Figure 2 : Une combinaison de mesures est la meilleure solution.  Même les petits exploitants peuvent améliorer significativement leurs rendements. Source : Atlas des Sols, Za Zemiata, 2020.

Que se passe-t-il en Bulgarie ?

En Bulgarie, il n'existe toujours pas de stratégie ciblée ni de politique publique cohérente qui aborde la protection systématique des sols. Néanmoins, au niveau local, certaines pratiques prometteuses commencent à être appliquées, servant d'exemples de bonne gestion des ressources en sols. L'une d'elles est le concept d'agriculture sans labour (ou avec travail minimal du sol), connu sous le nom de no-till, qui est déjà mis en œuvre à titre expérimental en Bulgarie également.

no-till

Photo 2 : Culture de soja sans labour sur des résidus de blé.
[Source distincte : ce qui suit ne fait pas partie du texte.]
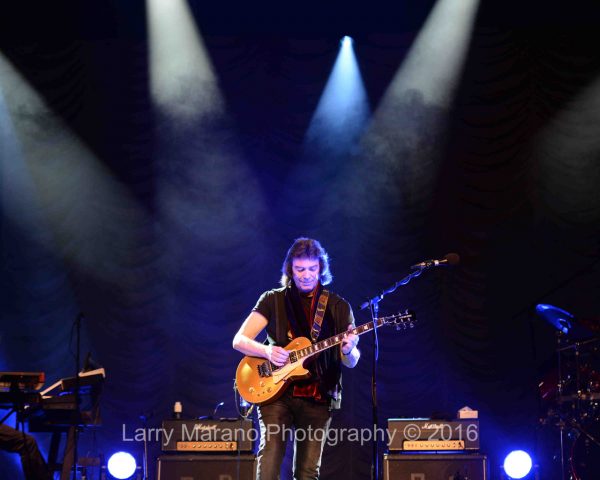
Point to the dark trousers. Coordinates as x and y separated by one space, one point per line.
34 465
288 418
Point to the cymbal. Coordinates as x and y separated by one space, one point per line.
557 317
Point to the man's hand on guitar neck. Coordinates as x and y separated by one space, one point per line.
277 355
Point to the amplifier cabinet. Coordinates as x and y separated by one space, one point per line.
176 433
411 431
435 467
206 467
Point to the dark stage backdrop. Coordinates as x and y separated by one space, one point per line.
168 256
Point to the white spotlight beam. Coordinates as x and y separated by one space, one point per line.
182 81
343 107
435 61
54 189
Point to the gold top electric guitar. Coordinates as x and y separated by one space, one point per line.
260 381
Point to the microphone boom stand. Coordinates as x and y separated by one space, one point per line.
373 305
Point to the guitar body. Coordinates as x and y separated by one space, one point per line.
258 388
259 382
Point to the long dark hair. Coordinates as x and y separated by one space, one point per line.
306 248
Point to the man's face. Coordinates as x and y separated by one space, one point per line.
305 273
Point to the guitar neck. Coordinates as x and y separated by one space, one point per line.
315 348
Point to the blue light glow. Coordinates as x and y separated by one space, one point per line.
121 465
517 464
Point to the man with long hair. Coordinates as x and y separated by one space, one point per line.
287 313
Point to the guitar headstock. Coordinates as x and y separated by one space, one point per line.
401 320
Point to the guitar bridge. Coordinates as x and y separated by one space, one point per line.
264 370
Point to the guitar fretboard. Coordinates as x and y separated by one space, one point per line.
302 353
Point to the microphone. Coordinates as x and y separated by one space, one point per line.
220 404
449 260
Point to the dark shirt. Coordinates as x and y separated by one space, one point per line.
285 309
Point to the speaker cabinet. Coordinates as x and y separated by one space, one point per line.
435 467
205 467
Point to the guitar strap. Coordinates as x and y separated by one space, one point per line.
319 314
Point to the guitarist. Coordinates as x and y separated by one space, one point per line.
286 313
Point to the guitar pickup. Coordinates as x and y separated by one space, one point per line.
264 370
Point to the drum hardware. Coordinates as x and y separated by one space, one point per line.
571 393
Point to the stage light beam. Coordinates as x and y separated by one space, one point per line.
182 81
343 108
435 61
517 464
121 465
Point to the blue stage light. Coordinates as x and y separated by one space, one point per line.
121 465
517 464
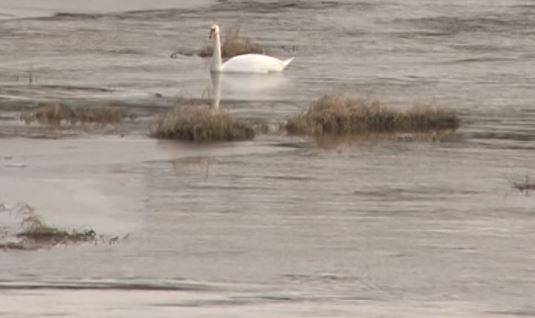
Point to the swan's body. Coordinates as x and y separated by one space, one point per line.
247 63
254 63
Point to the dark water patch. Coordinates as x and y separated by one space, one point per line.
517 313
107 286
289 178
75 88
68 16
482 60
227 187
278 6
480 48
452 25
404 194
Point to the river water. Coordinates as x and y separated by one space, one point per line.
275 227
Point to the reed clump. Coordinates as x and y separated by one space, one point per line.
201 124
57 114
524 186
36 230
339 115
233 44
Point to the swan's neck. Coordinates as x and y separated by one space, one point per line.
216 57
216 90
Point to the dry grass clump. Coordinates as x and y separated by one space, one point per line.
200 124
36 230
525 185
57 114
233 44
342 115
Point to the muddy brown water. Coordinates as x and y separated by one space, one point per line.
276 226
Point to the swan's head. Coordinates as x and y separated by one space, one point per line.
214 31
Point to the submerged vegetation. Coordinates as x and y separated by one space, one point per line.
233 44
524 186
37 230
201 124
56 114
36 234
335 115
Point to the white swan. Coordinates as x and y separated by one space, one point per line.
246 63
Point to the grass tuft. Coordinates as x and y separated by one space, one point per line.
336 115
200 124
39 232
233 44
525 185
57 114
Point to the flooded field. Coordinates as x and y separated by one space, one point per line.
279 226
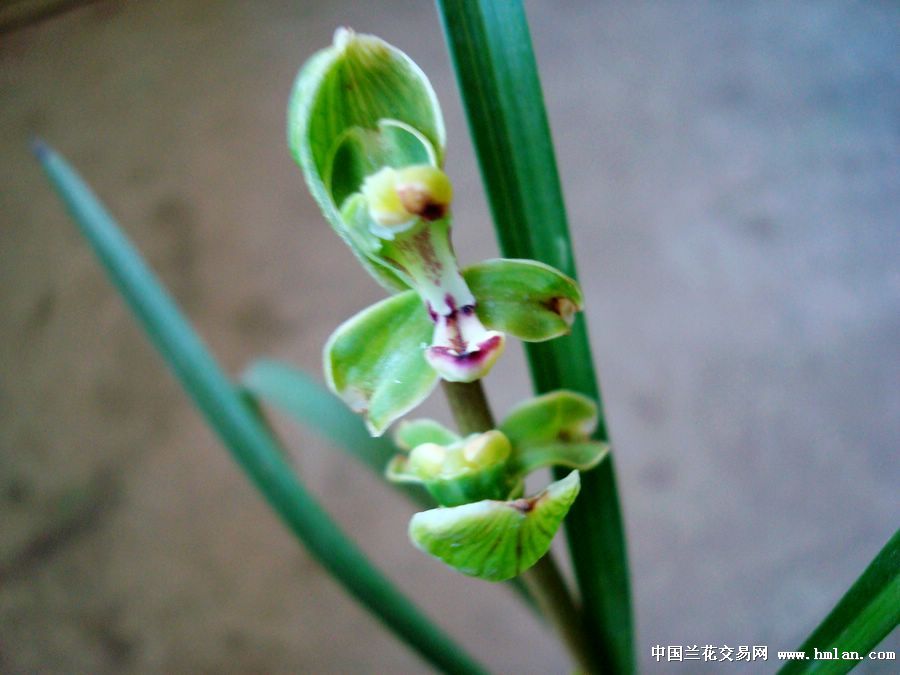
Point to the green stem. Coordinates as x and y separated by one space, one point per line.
469 406
472 413
490 46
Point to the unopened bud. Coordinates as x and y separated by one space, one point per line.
398 197
427 460
486 449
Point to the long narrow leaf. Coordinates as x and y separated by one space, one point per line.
242 432
491 50
308 402
300 396
863 618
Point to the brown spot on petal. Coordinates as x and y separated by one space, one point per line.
419 202
565 308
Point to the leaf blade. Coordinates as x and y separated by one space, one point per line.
862 618
240 430
490 47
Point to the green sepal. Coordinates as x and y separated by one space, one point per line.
525 298
362 152
489 483
375 360
495 540
357 83
582 456
410 433
558 416
553 430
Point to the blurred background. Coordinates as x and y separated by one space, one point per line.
733 180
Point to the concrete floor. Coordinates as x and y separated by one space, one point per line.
732 177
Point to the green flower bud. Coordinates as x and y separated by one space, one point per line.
463 471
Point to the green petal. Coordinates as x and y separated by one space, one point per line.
495 540
363 152
375 362
411 433
583 456
558 416
357 83
525 298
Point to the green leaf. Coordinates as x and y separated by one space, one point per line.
411 433
303 398
375 360
300 396
495 540
491 50
360 82
524 298
242 431
863 618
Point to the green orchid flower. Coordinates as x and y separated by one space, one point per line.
484 526
366 128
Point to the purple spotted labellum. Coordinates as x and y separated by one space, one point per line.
409 212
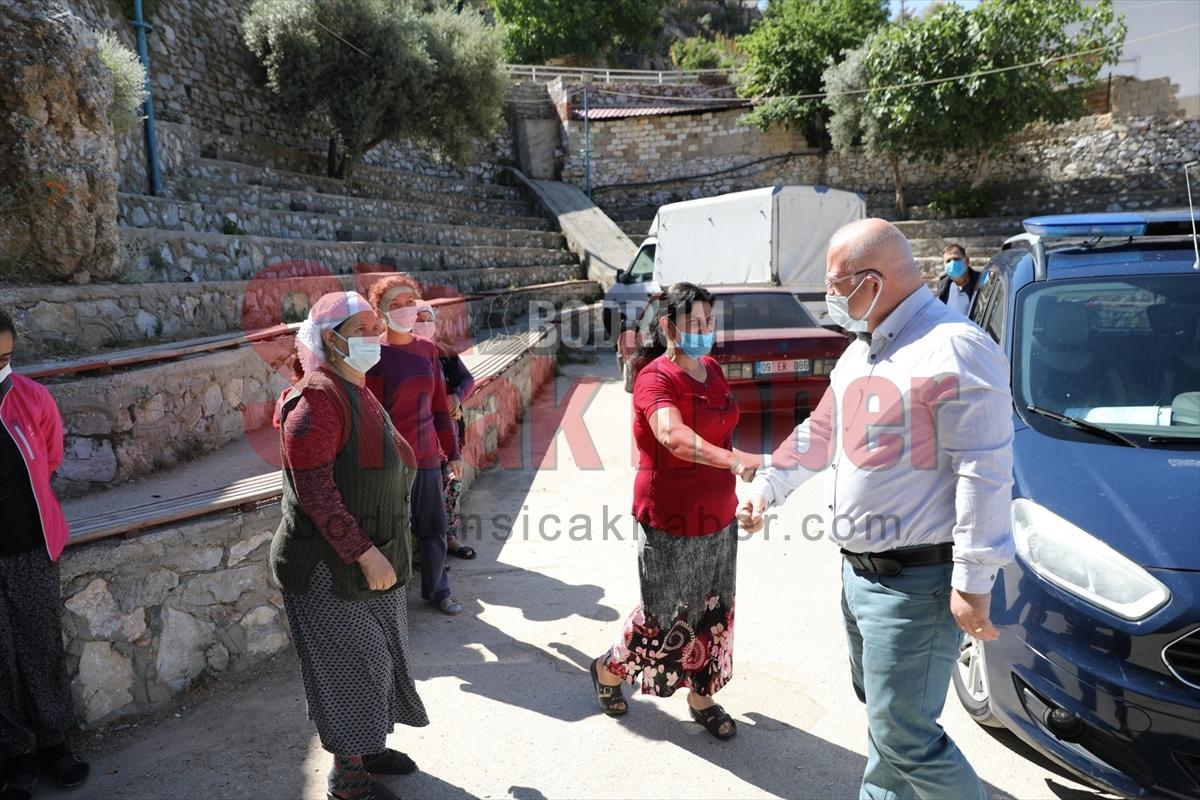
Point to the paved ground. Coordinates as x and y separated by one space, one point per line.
507 684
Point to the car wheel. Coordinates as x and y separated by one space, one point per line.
971 684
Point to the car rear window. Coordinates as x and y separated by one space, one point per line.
755 310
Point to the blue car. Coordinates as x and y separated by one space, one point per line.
1098 659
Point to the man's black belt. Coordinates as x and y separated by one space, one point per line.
894 561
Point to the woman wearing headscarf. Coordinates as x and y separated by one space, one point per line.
35 692
342 553
460 383
681 636
408 383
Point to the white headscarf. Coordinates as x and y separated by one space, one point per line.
327 313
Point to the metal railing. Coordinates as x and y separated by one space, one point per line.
601 74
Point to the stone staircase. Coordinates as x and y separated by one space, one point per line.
237 244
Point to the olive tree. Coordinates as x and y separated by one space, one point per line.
379 70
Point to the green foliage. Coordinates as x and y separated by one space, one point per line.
129 80
895 119
539 30
149 8
790 49
964 202
467 100
379 70
699 53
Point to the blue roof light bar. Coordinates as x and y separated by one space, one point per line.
1075 226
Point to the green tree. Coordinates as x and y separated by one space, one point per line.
789 50
538 30
909 107
379 70
699 53
129 80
Source : Wikipedia

De plus, l'agriculture biologique gagne en popularité en tant qu'approche respectueuse de l'environnement qui limite l'utilisation de produits chimiques de synthèse et favorise les processus naturels de restauration de la fertilité des sols.

Ces pratiques sont encore limitées, mais elles forment la base d'initiatives plus larges et de politiques intégrées qui incluent la protection des sols dans le cadre des efforts nationaux pour relever les défis climatiques mondiaux.

Le sol est à la base de presque toutes les activités humaines — des plantes que nous cultivons à presque toute la nourriture que nous consommons. C'est pourquoi les changements nécessaires pour sa protection et sa restauration doivent être complets et prioritaires. Il est crucial de sensibiliser à l'importance du sol et aux risques auxquels il est actuellement exposé, afin que la santé des sols puisse occuper une place centrale dans le débat environnemental.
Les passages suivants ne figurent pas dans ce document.